12 domenica Ott 2008

Posted by colfavoredellenebbie in storie di seconda mano

≈ 74 commenti

Aveva un che d’insinuante ortica, il freddo.
Una frusta a zig zag, nella notte che diventa mattina.
Cieli cinesi e cavi: solo infilzati dalla galaverna dei salici. E dal silenzio dell’aria pulita.
(Stelle vicine e lucidate)

Batteva ai vetri, il freddo.
Vi restava impresso con zampe di passero. E a sperderlo non bastava il palmo della mano.
Poi, unghia su lavagna, una bicicletta schiacciava i cristalli sull’asfalto. Uno sfrigolio croccante come, dopo una gelata, la voce di certi panni, scordati fuori ad asciugare.
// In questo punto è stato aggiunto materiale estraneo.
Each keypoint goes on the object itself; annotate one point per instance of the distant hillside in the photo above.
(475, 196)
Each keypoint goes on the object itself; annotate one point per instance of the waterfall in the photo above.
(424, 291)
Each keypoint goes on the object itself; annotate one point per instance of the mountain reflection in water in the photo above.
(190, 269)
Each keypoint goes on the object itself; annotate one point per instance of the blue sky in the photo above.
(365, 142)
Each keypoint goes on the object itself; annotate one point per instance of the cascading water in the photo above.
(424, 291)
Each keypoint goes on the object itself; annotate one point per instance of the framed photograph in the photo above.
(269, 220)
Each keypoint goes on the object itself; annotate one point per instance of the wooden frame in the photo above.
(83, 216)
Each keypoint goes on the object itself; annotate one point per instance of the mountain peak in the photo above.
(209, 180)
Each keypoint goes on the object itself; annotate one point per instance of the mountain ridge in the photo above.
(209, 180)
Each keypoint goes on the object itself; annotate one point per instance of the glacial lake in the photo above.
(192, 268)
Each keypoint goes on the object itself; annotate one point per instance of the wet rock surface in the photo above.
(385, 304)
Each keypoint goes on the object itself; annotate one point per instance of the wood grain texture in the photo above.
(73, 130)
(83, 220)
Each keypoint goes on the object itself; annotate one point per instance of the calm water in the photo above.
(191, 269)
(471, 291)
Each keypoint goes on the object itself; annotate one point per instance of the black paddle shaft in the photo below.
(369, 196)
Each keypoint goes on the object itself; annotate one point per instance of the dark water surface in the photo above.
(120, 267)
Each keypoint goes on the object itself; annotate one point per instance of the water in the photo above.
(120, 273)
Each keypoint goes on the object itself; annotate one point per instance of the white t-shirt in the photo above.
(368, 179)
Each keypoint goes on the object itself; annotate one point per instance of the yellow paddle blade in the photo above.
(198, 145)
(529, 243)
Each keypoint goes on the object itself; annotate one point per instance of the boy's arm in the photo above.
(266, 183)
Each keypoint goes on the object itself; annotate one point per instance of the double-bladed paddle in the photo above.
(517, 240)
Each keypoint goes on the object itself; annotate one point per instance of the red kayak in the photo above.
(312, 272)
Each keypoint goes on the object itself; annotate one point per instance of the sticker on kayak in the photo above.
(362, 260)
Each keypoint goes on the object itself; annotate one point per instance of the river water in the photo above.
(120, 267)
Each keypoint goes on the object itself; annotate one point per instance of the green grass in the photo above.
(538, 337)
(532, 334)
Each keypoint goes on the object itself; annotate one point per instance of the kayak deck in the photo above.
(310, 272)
Era a malincuore che l’Alida saliva su dal basso, dopo avere salutato il suo uomo.
Per la scala stretta del Macallé, che non era casa di ringhiera, ma formicaio di stanze e di destini, a riviera di strada.
Un’unica biscia di gradini, ripido spartivita fra sonni diseguali dietro le porte chiuse.
Le bambine dormivano in alto, sotto il tetto.
Di questo era contenta, l’Alida, quasi che il sonno venisse preservato da tossi e catarri di varia umanità, da ogni ascolto che fa pesante il mondo e toglie poesia: dai tonfi della Cuca, dallo slittare d’orinale sotto il letto, dalla macchina del sarto, che tartagliava scura per cucire la notte e rivoltarla…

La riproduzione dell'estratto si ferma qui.